The electrodes for the microwave ablation (AveCure, MedWaves Incorporated, San Diego, USA) were inserted into the pig liver under CT fluoroscopy after the liver had been surgically exposed through a laparotomy. Ablations with post-ablational imaging were performed in an open cavity approach, resulting in a total of ten ablations with measurements at four consecutive time points, which were evaluated in this paper. Every MWA was performed for a median duration of 15 minutes with a power of 40 W. A target energy of 24 kJ was continuously delivered into the tissue during physiological blood flow and liver perfusion.
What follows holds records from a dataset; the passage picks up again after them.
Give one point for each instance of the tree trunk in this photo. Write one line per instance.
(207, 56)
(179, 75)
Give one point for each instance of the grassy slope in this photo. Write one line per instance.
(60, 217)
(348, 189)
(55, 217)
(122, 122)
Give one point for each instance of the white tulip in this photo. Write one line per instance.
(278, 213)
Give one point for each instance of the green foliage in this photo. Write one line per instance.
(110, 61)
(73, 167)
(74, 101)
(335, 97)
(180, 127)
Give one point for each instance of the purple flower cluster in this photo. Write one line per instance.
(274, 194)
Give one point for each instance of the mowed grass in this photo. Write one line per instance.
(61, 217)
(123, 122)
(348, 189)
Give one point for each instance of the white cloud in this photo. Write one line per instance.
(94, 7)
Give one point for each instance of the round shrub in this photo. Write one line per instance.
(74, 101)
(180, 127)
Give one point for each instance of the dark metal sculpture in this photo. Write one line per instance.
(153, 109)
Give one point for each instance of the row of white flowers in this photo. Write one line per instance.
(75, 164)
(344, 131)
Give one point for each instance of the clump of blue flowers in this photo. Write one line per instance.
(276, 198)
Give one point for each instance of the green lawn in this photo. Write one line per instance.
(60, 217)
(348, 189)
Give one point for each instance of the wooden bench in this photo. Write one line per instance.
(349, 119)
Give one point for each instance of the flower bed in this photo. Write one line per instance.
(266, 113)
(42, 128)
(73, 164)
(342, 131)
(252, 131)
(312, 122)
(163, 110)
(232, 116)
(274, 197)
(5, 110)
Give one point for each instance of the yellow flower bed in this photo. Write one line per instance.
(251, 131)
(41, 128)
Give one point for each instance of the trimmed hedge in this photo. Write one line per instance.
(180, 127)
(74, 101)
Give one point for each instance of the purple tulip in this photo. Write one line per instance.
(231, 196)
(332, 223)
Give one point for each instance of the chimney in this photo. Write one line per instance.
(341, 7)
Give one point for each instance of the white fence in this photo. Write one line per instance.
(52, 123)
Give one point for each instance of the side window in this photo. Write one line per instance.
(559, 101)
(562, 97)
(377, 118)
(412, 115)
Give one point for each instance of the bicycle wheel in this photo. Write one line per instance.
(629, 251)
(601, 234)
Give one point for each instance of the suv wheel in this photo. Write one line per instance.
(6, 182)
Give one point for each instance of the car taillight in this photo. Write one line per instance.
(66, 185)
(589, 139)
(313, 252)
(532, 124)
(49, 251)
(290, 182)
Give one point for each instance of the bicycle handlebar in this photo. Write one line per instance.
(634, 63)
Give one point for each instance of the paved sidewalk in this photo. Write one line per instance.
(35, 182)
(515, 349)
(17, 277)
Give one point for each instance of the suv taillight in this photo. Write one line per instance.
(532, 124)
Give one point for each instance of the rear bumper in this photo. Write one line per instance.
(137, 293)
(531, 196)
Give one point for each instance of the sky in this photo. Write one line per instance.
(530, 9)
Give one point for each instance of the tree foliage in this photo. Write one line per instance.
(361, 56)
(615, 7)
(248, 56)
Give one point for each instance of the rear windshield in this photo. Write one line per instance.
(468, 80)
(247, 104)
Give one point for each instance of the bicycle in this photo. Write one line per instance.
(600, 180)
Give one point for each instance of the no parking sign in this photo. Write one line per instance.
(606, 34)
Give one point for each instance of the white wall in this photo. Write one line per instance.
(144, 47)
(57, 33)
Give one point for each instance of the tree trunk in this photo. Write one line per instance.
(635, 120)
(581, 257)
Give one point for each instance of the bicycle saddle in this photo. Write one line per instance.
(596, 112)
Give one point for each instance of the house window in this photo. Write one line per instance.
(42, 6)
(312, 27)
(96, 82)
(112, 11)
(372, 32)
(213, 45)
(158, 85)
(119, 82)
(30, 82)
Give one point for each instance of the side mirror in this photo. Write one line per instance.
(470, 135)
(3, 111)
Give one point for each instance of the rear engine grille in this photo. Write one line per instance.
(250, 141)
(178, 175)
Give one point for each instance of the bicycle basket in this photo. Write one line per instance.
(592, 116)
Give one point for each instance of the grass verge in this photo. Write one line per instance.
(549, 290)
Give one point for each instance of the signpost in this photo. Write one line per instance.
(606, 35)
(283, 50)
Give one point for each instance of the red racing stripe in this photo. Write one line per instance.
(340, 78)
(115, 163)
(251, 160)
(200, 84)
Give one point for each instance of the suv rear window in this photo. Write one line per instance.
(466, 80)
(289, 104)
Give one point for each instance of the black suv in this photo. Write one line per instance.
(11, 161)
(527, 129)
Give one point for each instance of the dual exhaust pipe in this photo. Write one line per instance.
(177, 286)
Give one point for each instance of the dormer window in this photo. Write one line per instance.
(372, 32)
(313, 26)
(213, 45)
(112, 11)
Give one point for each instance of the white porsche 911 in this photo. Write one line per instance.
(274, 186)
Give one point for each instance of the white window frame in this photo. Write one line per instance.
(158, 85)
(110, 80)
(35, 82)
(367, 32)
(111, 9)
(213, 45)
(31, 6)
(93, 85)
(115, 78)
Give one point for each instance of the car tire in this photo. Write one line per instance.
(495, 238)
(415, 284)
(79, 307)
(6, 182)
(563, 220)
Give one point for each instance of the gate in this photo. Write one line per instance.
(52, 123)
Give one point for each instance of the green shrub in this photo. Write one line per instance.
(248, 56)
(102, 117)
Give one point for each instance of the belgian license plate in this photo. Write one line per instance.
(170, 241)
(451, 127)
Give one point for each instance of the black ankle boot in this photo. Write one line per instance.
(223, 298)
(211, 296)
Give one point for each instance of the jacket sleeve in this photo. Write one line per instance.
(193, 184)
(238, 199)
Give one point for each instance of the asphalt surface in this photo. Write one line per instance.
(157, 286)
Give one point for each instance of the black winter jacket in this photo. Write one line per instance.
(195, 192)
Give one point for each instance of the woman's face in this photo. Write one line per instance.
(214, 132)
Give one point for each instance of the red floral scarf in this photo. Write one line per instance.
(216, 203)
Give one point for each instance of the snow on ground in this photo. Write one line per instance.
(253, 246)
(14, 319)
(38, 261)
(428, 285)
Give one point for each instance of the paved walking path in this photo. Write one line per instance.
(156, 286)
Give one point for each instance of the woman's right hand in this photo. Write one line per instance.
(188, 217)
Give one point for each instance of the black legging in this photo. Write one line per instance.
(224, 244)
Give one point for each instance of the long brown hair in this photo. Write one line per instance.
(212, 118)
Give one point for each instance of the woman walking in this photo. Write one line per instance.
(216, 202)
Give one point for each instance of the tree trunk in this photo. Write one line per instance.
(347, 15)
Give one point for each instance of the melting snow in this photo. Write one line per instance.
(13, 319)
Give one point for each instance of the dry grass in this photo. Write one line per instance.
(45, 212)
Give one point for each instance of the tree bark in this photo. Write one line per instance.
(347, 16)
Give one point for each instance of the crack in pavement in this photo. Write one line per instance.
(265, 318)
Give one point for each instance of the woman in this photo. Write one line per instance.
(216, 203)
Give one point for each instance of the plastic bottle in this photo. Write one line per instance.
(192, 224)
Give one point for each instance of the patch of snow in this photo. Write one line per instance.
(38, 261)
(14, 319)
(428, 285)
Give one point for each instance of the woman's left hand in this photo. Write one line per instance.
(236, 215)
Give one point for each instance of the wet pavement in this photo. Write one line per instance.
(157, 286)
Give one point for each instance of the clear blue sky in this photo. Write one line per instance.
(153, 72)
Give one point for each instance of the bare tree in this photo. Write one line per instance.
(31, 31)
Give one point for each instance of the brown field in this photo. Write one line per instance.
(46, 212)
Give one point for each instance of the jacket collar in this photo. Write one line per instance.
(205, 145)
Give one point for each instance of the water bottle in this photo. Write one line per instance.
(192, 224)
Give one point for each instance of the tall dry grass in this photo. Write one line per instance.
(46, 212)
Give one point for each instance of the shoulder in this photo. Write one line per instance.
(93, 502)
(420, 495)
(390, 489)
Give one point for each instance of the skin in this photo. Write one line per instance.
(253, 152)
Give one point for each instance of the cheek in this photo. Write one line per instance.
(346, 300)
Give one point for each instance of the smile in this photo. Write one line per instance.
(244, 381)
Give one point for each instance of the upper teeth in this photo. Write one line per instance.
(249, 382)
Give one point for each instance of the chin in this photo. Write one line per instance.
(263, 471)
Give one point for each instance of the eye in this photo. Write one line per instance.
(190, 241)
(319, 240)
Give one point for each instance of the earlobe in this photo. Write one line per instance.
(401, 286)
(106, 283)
After each ablation, a plastic tube was inserted into the centre of the lesion alongside the antenna to enable the reliable visualization of the lesion centre and the former position of the MWA antenna in the CT images.

Contrast enhanced computed tomography

Delayed CECT scans were obtained after each MWA using an 80-slice multi-detector CT scanner (Aquilion PRIME, Canon Medical Systems Cooperation, Otawara, Japan) with the following parameters: 120 kV, 400 mA, mean mAs 260, collimated slice thickness 80 × 0.5 mm, 0.5 s rotation speed, pitch factor 0.814. The craniocaudal extension of the scanned area was 16 cm, covering the complete liver of the pig. For each scan, an iodinated contrast agent (100 ml) with a concentration of 400 mg I/ml (Imeron ® 400, Bracco Imaging, Milan, Italy) was administered at an injection rate of 4 ml/s.

Data analysis

Images were exported as Digital Imaging and Communications in Medicine (DICOM) files in a 3D-image stack and imported into ITK-SNAP V 3.6.0 for semi-automatic segmentation of the lesion20. The first step was choosing a threshold density, which was held constant for every consecutive lesion. Next, the lesion was segmented using a region-growing algorithm. The hyperdense rim, which surrounded some ablations, was not included in the segmentation. Thereafter, 3D segmentations were imported into the “R” statistical environment (Version 3.4.0 - The R Foundation for Statistical Computing) as 3D arrays using the “oro.dicom” package21,22. Since the original images had slightly different size ratios, the arrays were first resized according to the pixel spacing stored in the DICOM header. For the analysis, the lesions were divided into 2D matrices along the z-axis and then further subdivided into eight subsections using the same segmentation mask for all lesions. Volumetric changes in these subdivisions were analysed qualitatively and quantitatively over the four time points and colour coded. The lesion volume was calculated from the pixel number and pixel spacing. Each colour-coded 2D matrix was exported into the uncompressed Tagged Image File Format (TIFF) and, subsequently, the generated image stacks were imported into ImageJ23,24. Surface meshes and 3D volume reconstructions were generated using the 3D visualization application programming interface (API) for ImageJ25.

Statistical analysis

Statistical analysis was performed using the “R” statistical software environment Version 3.4.0 - The R Foundation for Statistical Computing) including the “ggplot2” package for graphical display21,26. Variables were expressed as mean ± standard deviation, if normally distributed, and as median (interquartile range - IQR) if not. To estimate the shrinkage, the percentage lesion volume was calculated in comparison to the first measurement taken directly after the MWA and correlated to the elapsed time. A locally weighted polynomial regression model was used to describe overall volumetric changes. Student’s t-tests were applied to assess the statistical significance of size changes over time. A p-value < 0.05 was considered statistically significant.